My only fear is that the variety of subject matter will turn people off. Well it can’t be worse than not posting at all, right? I’ll make judicious use of tags / categories and if I do find a Voice in all of this, I can adjust later. But the goal for now is to write — two per week, come hell or high water.

Two Programmers, One Medium

October 18, 2007

Alan Cooper has published and excellent article on why the results of software projects are so unpredictable. His point is that there are two types of programmers — design engineers who like to design elegant solutions to problems and production engineers who want to develop code that is rock solid and able to be used by the wider public.

The problem, as Cooper sees it, is that both ‘engineers’ use the same medium for expression — source code. This is different than other disciplines, like bridge building, where designers use paper and computers and production folk use iron, bricks, concrete, etc. When you use the same medium it’s tough to differentiate whether you’re doing design or production work, which leads to problems.

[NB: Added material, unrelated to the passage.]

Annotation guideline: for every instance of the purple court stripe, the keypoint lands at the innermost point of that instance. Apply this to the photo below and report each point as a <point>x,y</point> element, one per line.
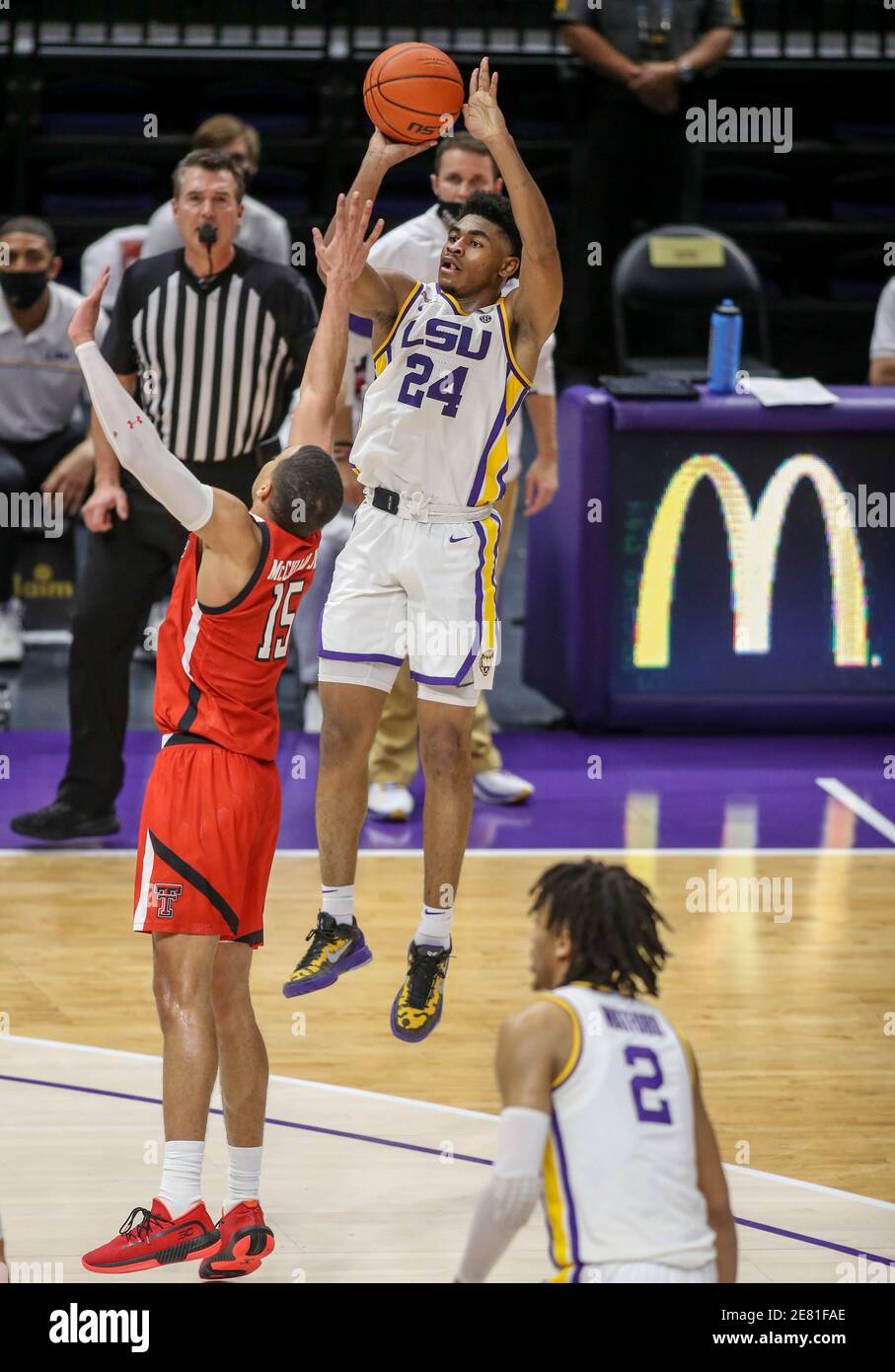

The article is part 1 of 2, so I hope part 2 talks about how to better split up the roles, because I think he’s made a really good point. I’ve certainly been in situations when we thought we were done the ‘production engineering’ when in reality we had only really completed the design (in working code form.) We just launched it anyway and were surprised when the results were less than expected.

If any Agile Programmers are reading this — how does Cooper’s article line up with your experience?

Bakery site is up!

September 29, 2007

Wow, lots of work lately in getting the oven up to speed and the loaves turning out on a semi-regular basis. I’ve set up a web site for the bakery to share what we’re doing, what bread is available, etc. Check it out!